Com um pouco de atraso, Raphael Vita subiu ao palco e mostrou ao público toda a força da música regional e da sua viola Folk: “Foi uma sensação muito especial de abrir o Som da Concha, é uma responsabilidade muito grande, é um palco pelo qual eu tenho tamanho respeito pelo nome que leva, de uma mulher que eu admiro demais que é a dona Helena Meirelles. Momentos muito emocionantes, finalmente agora voltando depois da pandemia, pessoal todo vibrando com a gente, foi muito bom”.


“Quase todas as músicas do show de hoje foram autorais, com exceção de duas que são de artistas da nossa terra. Eu trabalho com a música regional sul-mato-grossense com influência da música folk, cowntry e blues. O processo de composição é muito bom, eu não me cobro muito, o meu processo de composição é bastante livre, um dos lugares onde eu gosto de compor muito é às margens do Rio Sucuriú, lá em Três Lagoas, que é a cidade de onde eu venho, quando eu tiro uns dias de sossego eu gosto de ficar por lá, quietinho, om minha viola, compondo, escrevendo, e aí aparecem essas coisas. Eu acho que o palco do Som da Concha é muito importante, mas ainda falta um pouco de abertura para mais pessoas. Porém não dá para dizer que não é um palco que nos proporciona muitas coisas boas. Eu estou muito feliz de estar tocando pela segunda vez, é um palco que tem muita visibilidade, o pessoal de Campo Grande gosta muito de frequentar o Parque das Nações, a Concha Acústica Helena Meirelles, e eu estou muito feliz com o resultado”.

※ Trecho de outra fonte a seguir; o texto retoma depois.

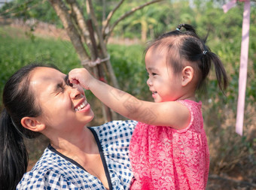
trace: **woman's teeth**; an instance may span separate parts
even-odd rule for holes
[[[87,103],[83,102],[80,106],[78,106],[77,108],[75,109],[75,111],[81,110],[86,106]]]

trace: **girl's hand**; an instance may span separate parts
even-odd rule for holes
[[[96,80],[85,68],[75,68],[69,73],[70,83],[78,84],[85,89],[90,89],[90,83]]]

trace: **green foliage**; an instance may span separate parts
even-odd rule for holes
[[[26,1],[27,2],[27,1]],[[29,1],[31,2],[31,1]],[[34,6],[39,0],[31,2]],[[78,1],[84,9],[84,1]],[[119,1],[105,1],[106,15]],[[126,1],[113,16],[113,20],[118,19],[131,8],[142,5],[145,1]],[[224,1],[213,0],[182,0],[165,1],[159,5],[151,5],[123,20],[117,26],[114,37],[141,38],[143,26],[147,26],[148,39],[157,36],[159,33],[175,29],[181,23],[191,24],[197,27],[200,36],[206,36],[207,44],[223,61],[227,75],[229,86],[225,93],[218,90],[214,73],[212,73],[207,85],[207,94],[199,94],[198,98],[203,102],[203,117],[211,151],[211,171],[220,173],[223,170],[231,170],[232,164],[239,164],[245,158],[252,161],[251,168],[255,169],[256,158],[255,136],[250,133],[255,126],[256,113],[256,6],[251,2],[250,43],[248,68],[245,107],[244,131],[241,138],[235,133],[236,105],[238,99],[238,80],[242,39],[242,23],[243,2],[227,14],[223,12],[221,5]],[[227,2],[227,1],[226,1]],[[192,4],[191,4],[192,2]],[[11,3],[3,10],[14,5],[24,5],[19,0]],[[35,4],[34,4],[35,3]],[[96,14],[101,20],[102,15],[102,1],[93,1]],[[18,8],[24,9],[24,6]],[[19,17],[33,17],[50,23],[59,23],[59,20],[48,2],[37,6],[36,9],[20,13]],[[16,16],[16,17],[18,17]],[[111,22],[113,22],[113,20]],[[157,22],[155,22],[157,20]],[[20,36],[21,35],[21,36]],[[30,37],[29,37],[30,36]],[[28,38],[29,37],[29,38]],[[148,78],[143,59],[144,46],[121,46],[109,44],[108,50],[120,88],[141,99],[151,100]],[[68,41],[54,39],[41,39],[27,35],[11,28],[0,28],[0,92],[6,80],[17,69],[32,61],[47,60],[59,66],[64,72],[75,67],[81,67],[79,60],[72,44]],[[89,96],[91,95],[89,93]],[[90,100],[89,100],[90,101]],[[224,164],[226,163],[226,164]],[[228,164],[227,164],[228,163]],[[241,163],[240,163],[241,164]],[[254,170],[254,172],[256,170]],[[256,175],[255,172],[251,175]]]
[[[0,93],[8,78],[19,68],[33,62],[53,63],[63,72],[81,67],[70,42],[30,38],[17,29],[0,28]],[[1,96],[2,102],[2,96]]]

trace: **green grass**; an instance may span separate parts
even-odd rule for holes
[[[216,90],[217,83],[215,77],[212,77],[212,74],[209,81],[207,96],[200,98],[211,152],[210,172],[218,173],[224,169],[231,170],[235,164],[239,164],[242,161],[246,161],[246,158],[250,157],[252,161],[254,161],[248,164],[251,168],[250,176],[253,176],[255,174],[256,167],[254,164],[256,161],[256,158],[254,156],[256,152],[256,137],[254,134],[250,134],[250,131],[252,130],[253,126],[255,126],[256,122],[254,119],[256,55],[253,53],[255,48],[254,44],[251,42],[249,51],[244,122],[245,137],[251,137],[251,138],[245,139],[235,133],[234,127],[238,95],[239,53],[233,53],[239,52],[237,49],[240,45],[235,42],[233,44],[218,42],[219,41],[212,41],[212,44],[209,45],[221,56],[230,78],[230,84],[225,96],[220,91]],[[148,76],[144,65],[144,47],[110,44],[108,49],[120,89],[139,98],[151,100],[146,85]],[[35,61],[53,63],[64,73],[69,72],[74,68],[81,67],[70,42],[34,37],[29,33],[26,35],[16,29],[0,26],[1,95],[8,78],[18,68]],[[96,98],[90,92],[87,95],[88,101],[93,105],[93,110],[96,115],[94,119],[96,122],[93,125],[104,122],[101,119],[102,116],[97,115],[101,110],[100,104],[94,101]],[[2,96],[0,98],[2,104]],[[35,149],[37,148],[36,146]],[[244,154],[248,156],[242,157]],[[38,156],[40,156],[40,153],[36,153],[34,157],[38,158]]]
[[[0,27],[0,52],[1,95],[8,77],[17,69],[31,62],[52,63],[64,73],[81,67],[70,42],[37,37],[32,40],[24,32],[7,26]]]

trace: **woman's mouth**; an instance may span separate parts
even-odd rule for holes
[[[88,102],[86,100],[84,100],[84,101],[83,101],[81,104],[78,105],[75,108],[75,111],[80,111],[80,110],[84,109],[85,107],[87,107],[88,105],[89,105]]]

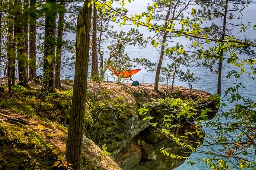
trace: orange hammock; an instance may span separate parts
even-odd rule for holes
[[[111,71],[117,77],[120,77],[122,79],[127,79],[131,77],[131,76],[133,74],[135,74],[139,71],[141,69],[136,69],[136,70],[126,70],[124,71],[121,71],[118,73],[117,71],[115,72],[113,69],[113,67],[112,66],[108,67]]]

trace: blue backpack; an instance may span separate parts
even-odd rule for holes
[[[137,80],[132,82],[132,86],[139,86],[139,85],[140,83]]]

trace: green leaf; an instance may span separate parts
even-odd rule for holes
[[[166,43],[163,43],[161,44],[162,45],[164,46],[168,46],[168,44]]]
[[[229,64],[232,63],[233,61],[233,59],[230,58],[229,58],[228,59],[227,62],[228,63],[228,64]]]
[[[170,52],[170,49],[169,48],[166,48],[165,50],[165,53],[166,55],[168,55]]]

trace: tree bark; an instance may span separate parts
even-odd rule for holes
[[[47,0],[49,7],[56,6],[55,0]],[[56,45],[55,27],[56,12],[49,7],[45,11],[44,32],[44,51],[43,72],[43,87],[45,93],[55,91],[54,61]]]
[[[22,31],[22,26],[24,19],[22,15],[22,8],[21,1],[16,0],[15,6],[17,9],[15,14],[15,23],[16,25],[16,45],[17,46],[17,59],[18,61],[18,72],[19,72],[19,84],[20,86],[28,87],[28,81],[27,77],[27,66],[28,56],[26,54],[23,42],[25,39],[24,32]]]
[[[176,61],[175,61],[175,67],[174,68],[174,72],[173,72],[173,77],[172,78],[172,90],[174,89],[174,81],[175,79],[175,76],[176,75],[176,69],[177,67],[177,63]]]
[[[36,80],[36,0],[30,0],[29,8],[29,74],[28,80]]]
[[[72,111],[68,128],[65,159],[74,170],[80,170],[81,146],[84,133],[90,51],[92,7],[86,0],[77,19],[76,57],[72,100]]]
[[[171,7],[169,7],[168,10],[168,11],[166,15],[165,21],[165,27],[167,25],[167,22],[168,19],[170,16],[171,13]],[[165,43],[166,41],[166,39],[167,37],[167,32],[165,32],[164,33],[164,36],[163,37],[163,41],[162,43]],[[154,84],[154,89],[156,91],[158,91],[158,87],[159,85],[159,79],[160,78],[160,73],[161,72],[161,68],[162,68],[162,63],[163,63],[163,59],[164,58],[164,48],[165,46],[162,45],[161,47],[161,51],[160,52],[160,56],[159,57],[159,61],[158,61],[157,67],[156,68],[156,77],[155,78],[155,84]]]
[[[103,55],[101,52],[100,44],[101,42],[101,39],[102,38],[102,24],[103,24],[103,19],[101,19],[101,23],[100,24],[100,39],[99,40],[98,43],[98,49],[99,51],[99,54],[100,57],[100,79],[102,80],[104,80],[105,77],[105,72],[104,71],[104,60],[103,59]]]
[[[1,0],[0,2],[0,6],[2,8],[3,4],[3,0]],[[2,85],[2,80],[1,80],[1,57],[2,56],[2,12],[0,12],[0,85]]]
[[[23,26],[23,34],[24,36],[24,50],[27,60],[28,60],[28,10],[29,0],[23,0],[23,15],[24,26]],[[24,54],[24,55],[25,55]],[[27,77],[28,78],[28,67],[26,67]]]
[[[99,69],[97,55],[97,9],[93,5],[93,17],[92,20],[92,71],[91,78],[99,79]]]
[[[61,55],[63,46],[63,29],[64,16],[65,14],[65,3],[60,3],[63,9],[59,14],[58,29],[57,33],[57,46],[56,50],[56,60],[55,63],[55,86],[57,88],[61,87],[60,84],[60,70],[61,69]]]
[[[8,17],[8,21],[11,23],[11,19]],[[7,63],[6,64],[7,70],[7,75],[8,77],[8,89],[10,97],[12,96],[12,66],[13,60],[14,59],[14,53],[13,49],[15,49],[14,46],[13,40],[13,25],[10,24],[8,27],[8,50],[7,51]]]
[[[11,67],[12,70],[12,85],[13,86],[15,84],[15,68],[16,67],[16,40],[17,37],[17,33],[16,30],[16,26],[15,25],[13,25],[13,38],[12,42],[12,64]]]
[[[225,9],[224,11],[224,16],[223,18],[223,25],[222,32],[221,33],[221,39],[225,39],[226,34],[226,25],[227,23],[227,14],[228,10],[228,0],[226,0],[225,4]],[[218,67],[218,83],[217,85],[217,94],[221,95],[221,77],[222,74],[222,60],[224,51],[223,49],[220,51],[220,58],[219,60]]]
[[[4,67],[4,77],[7,74],[7,68],[8,67],[8,66],[7,66],[8,64],[8,63],[7,63],[6,65],[5,66],[5,67]]]

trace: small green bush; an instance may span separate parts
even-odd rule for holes
[[[19,85],[14,85],[12,86],[12,90],[14,92],[23,92],[26,90],[26,88]]]
[[[0,105],[1,105],[1,107],[5,107],[6,106],[7,103],[5,100],[1,100],[1,103],[0,103]]]

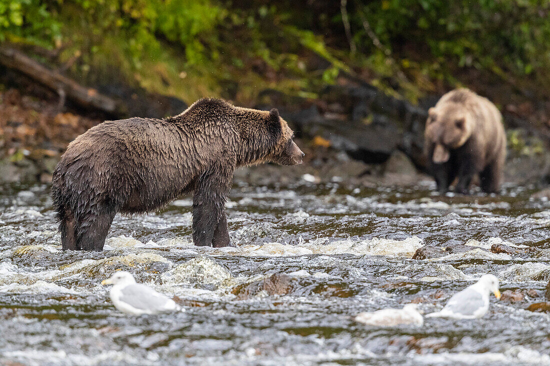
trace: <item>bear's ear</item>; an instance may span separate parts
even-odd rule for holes
[[[279,120],[279,110],[277,108],[272,108],[270,111],[270,118],[274,121]]]
[[[270,111],[267,121],[268,130],[276,139],[278,139],[283,132],[283,126],[277,108],[273,108]]]

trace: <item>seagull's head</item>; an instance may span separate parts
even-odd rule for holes
[[[498,279],[492,274],[483,275],[477,281],[487,291],[494,294],[497,298],[501,298],[501,291],[498,290]]]
[[[135,282],[134,276],[129,272],[119,271],[115,272],[111,278],[101,281],[102,285],[123,285],[132,284]]]

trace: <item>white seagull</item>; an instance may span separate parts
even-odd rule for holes
[[[141,315],[185,311],[171,298],[142,284],[136,283],[129,272],[116,272],[101,284],[114,285],[109,295],[114,307],[123,313]]]
[[[483,275],[479,281],[455,293],[440,312],[431,313],[426,318],[476,319],[489,310],[489,295],[492,292],[501,298],[498,279],[492,274]]]
[[[368,325],[394,326],[400,324],[422,325],[424,319],[418,311],[418,304],[407,304],[403,309],[382,309],[372,313],[360,313],[356,321]]]

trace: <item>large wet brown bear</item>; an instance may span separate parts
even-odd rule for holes
[[[293,137],[276,109],[210,98],[165,119],[93,127],[69,144],[53,173],[63,248],[102,250],[117,212],[152,211],[191,192],[195,244],[228,246],[224,202],[235,168],[301,163]]]
[[[457,89],[442,97],[428,114],[425,151],[439,192],[446,192],[458,178],[455,191],[468,193],[476,174],[483,192],[497,192],[502,182],[506,135],[494,104],[468,89]]]

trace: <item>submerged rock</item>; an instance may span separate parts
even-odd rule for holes
[[[162,275],[165,283],[208,290],[217,288],[230,278],[231,273],[226,267],[206,255],[188,260]]]
[[[502,292],[502,295],[501,296],[501,301],[507,302],[518,302],[523,301],[524,300],[525,298],[523,297],[523,294],[519,290],[515,290],[513,291],[507,290]]]
[[[443,245],[426,245],[419,248],[413,256],[413,259],[428,259],[441,258],[449,254],[463,253],[479,249],[487,251],[486,249],[480,248],[479,247],[465,245],[458,240],[451,240]]]
[[[287,295],[293,290],[294,280],[284,273],[274,273],[267,278],[241,284],[233,287],[231,292],[235,300],[245,300],[265,291],[270,296]]]
[[[538,302],[527,307],[527,310],[535,313],[550,313],[550,302]]]

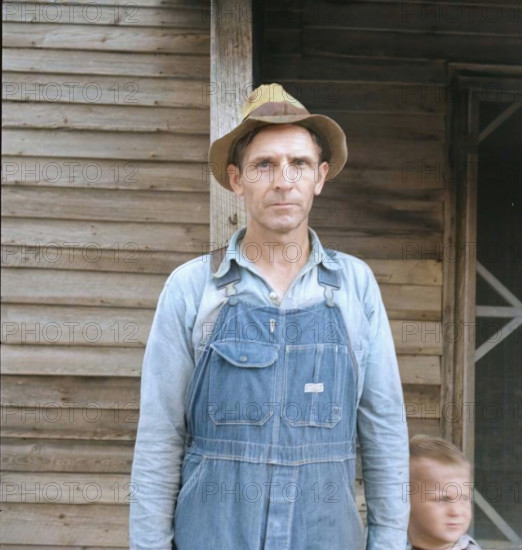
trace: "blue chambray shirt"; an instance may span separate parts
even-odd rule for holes
[[[412,550],[412,548],[411,542],[408,541],[406,550]],[[451,547],[451,550],[481,550],[481,548],[475,540],[473,540],[467,533],[464,533]]]
[[[379,287],[361,260],[337,252],[329,256],[309,229],[311,253],[283,297],[256,269],[256,251],[241,255],[240,229],[230,239],[222,275],[232,258],[241,269],[238,292],[251,303],[284,309],[305,308],[324,299],[317,265],[340,270],[335,293],[358,362],[357,429],[368,509],[369,550],[404,550],[409,502],[408,432],[390,324]],[[264,243],[260,246],[270,246]],[[331,248],[335,248],[331,246]],[[293,257],[297,249],[288,250]],[[180,468],[187,444],[185,392],[196,362],[226,301],[210,269],[210,255],[172,272],[159,297],[141,380],[140,418],[131,483],[129,536],[134,550],[172,548],[173,517]]]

O esperado show de Geraldo Espíndola agradou ao público, que estava sedento de boa música, e música ao vivo. “ Eu acho tão mágico esse Som da Concha, primeiro que foi dado à Concha o nome de Helena Meirelles, que é uma pessoa que eu conheci em vida, uma pessoa muito bacana, uma violeira tão simples que conseguiu chegar onde ela chegou. Ela só me dava bons conselhos. Ela falava: Geraldo, para de fumar, e eu parei por causa dela. Não bebo e não fumo graças a Deus e graças a esse tipo de gente que dá exemplos na vida. Músico não pode beber”.


O artista demonstrou toda a sua paixão e vocação pela música, no palco: “Eu acho que eu nasci para isso, para a música, porque desde os 14 anos que eu havia decidido que eu seria isso, mesmo sabendo que eu não teria jamais uma profissão, mas eu batalhei por ela. Durante 35 anos paguei a Ordem dos Músicos do Brasil, pleiteei junto ao Ministro da Cultura várias vezes, inclusive com o Gilberto Gil, para que a gente virasse uma profissão de respeito, a gente abraça uma carreira. Eu gosto da minha carreira, mesmo paralela à grande mídia, mas eu prefiro assim do que muito certinha, meu negócio é mais estradeiro mesmo.


Meus blues nascem em encruzilhadas de chuva e Mato Grosso do Sul é o meu Pantanal. Eu rodei este Estado inteiro com o motorista da firma de contabilidade do meu pai, num fuscão, todos os municípios, em estrada de terra. Hoje eu tenho o prazer de rodar todos os municípios em estrada de asfalto, isso é maravilhoso. Eu vi o progresso no meu Estado, eu fui um músico 730 da OMB do Brasil aqui em 1970. Hoje tem mais de 50 mil nessa praia da música, e isso pra mim é maravilhoso, porque o que eu quero é que os homens peguem em violões, em instrumentos, e não em fuzis e armas. Quanto mais músico tiver no mundo, menos bandido armado vai ter”.


Sobre a participação em seu show do músico que está iniciando na carreira, Raphael Vital, Geraldo falou que sempre incentivou e auxiliou os novos talentos a despontar. “Eu tenho verdadeira admiração por essa moçada que começa na música, eu sei o quanto não é fácil, eu sei muito bem tudo o que eu passei, todos os preconceitos sofridos, os radicalismos. Eu não terceirizo nada, é comigo mesmo!”


O próximo Som da Concha acontece no domingo dia 21 de agosto de 2022, com Corvo e os Malditos do Cerrado e Jerry Espíndola. A entrada é franca!!!